L'Etat et l'argent des jeux de hasard
Publié dans El Watan le 20 - 02 - 2006

Qui ne voudrait pas gagner des millions ? Le chômage, la crise du logement et la stagnation des salaires sont autant de facteurs qui ont mené des Algériens sur le chemin des marchands de rêves. Un créneau qui semble juteux, dans lequel on sent parfois l'arnaque. Où va l'argent des joueurs ? Enquête.

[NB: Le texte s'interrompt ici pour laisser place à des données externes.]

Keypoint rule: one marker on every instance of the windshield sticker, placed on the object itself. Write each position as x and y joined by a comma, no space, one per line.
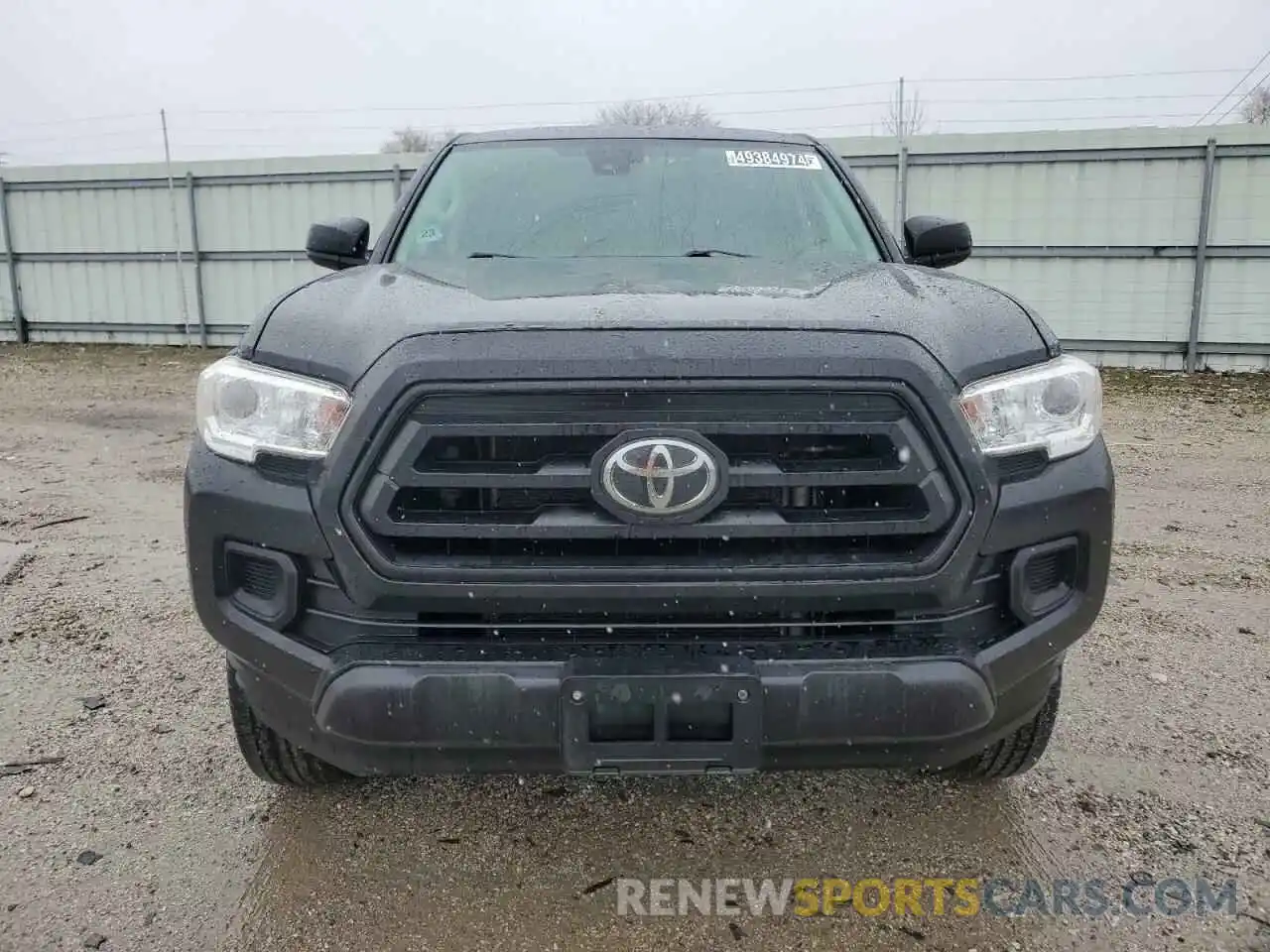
749,159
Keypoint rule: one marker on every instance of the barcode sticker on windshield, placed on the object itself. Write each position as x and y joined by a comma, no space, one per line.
751,159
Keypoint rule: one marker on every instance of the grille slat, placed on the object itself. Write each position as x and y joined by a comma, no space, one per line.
825,475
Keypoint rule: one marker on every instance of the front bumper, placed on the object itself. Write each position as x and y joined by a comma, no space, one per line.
347,676
409,717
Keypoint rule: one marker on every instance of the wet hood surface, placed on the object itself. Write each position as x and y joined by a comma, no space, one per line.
338,325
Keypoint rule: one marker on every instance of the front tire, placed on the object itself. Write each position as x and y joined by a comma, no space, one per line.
272,757
1017,753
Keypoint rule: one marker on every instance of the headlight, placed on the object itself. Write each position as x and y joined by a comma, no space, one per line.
244,409
1056,407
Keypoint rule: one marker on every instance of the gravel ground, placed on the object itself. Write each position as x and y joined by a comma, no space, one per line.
146,832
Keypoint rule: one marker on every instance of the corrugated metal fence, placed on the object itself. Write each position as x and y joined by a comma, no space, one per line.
1142,246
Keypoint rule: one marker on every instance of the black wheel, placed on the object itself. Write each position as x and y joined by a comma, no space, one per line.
1019,752
270,756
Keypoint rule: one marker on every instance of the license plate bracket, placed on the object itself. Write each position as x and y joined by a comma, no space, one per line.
658,724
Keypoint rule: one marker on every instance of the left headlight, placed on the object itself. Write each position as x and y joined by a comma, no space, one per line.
1056,407
244,409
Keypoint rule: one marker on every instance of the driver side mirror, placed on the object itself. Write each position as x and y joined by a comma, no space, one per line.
339,244
937,243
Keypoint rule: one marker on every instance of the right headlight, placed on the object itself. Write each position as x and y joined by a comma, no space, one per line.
1056,407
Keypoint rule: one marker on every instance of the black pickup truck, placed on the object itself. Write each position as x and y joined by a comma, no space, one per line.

Personne n'y croit, mais tout le monde coche. En ce samedi après-midi, dans l'une des agences du Pari sportif algérien (PSA), place du 1er Mai, c'est l'effervescence. La fièvre du jeu. La cagnotte du " Pro ", produit star du PSA, est à 4,7 milliards de centimes. " Une fortune, de quoi sortir de la boue ", nous dit Samir, 24 ans, dans la longue file du PSA. Certains se plaignent de ce que la machine du loto fait souvent sortir des combinaisons improbables. " C'est du khorti, de la triche ", fulmine-t-on. Cette méfiance ne les empêche pas de miser. Arrêter le jeu ? Non, jamais, nous dit-on. " Ne pas jouer au loto serait perdre une belle occasion de devenir riche.", lance Samir. Visiblement, les Algériens jouent très gros. D'après le guichetier de l'agence du 1er Mai, il y en a qui jouent jusqu'à 30 000 ou même 40 000 DA (surtout dans les grilles multiples). " Le nombre de joueurs est extrêmement corrélé à la somme en jeu ", nous explique-t-il. Dans la file d'attente pour la validation des grilles du “Pro”, on croise quasiment toutes les catégories de la société : des femmes, des vieux, des jeunes, des célibataires, des employés, des chômeurs, des cadres d'entreprise, des vieilles...Tous sont animés par le même rêve : devenir riche et surtout, disent ceux que nous avons interrogés, pouvoir acheter un appartement.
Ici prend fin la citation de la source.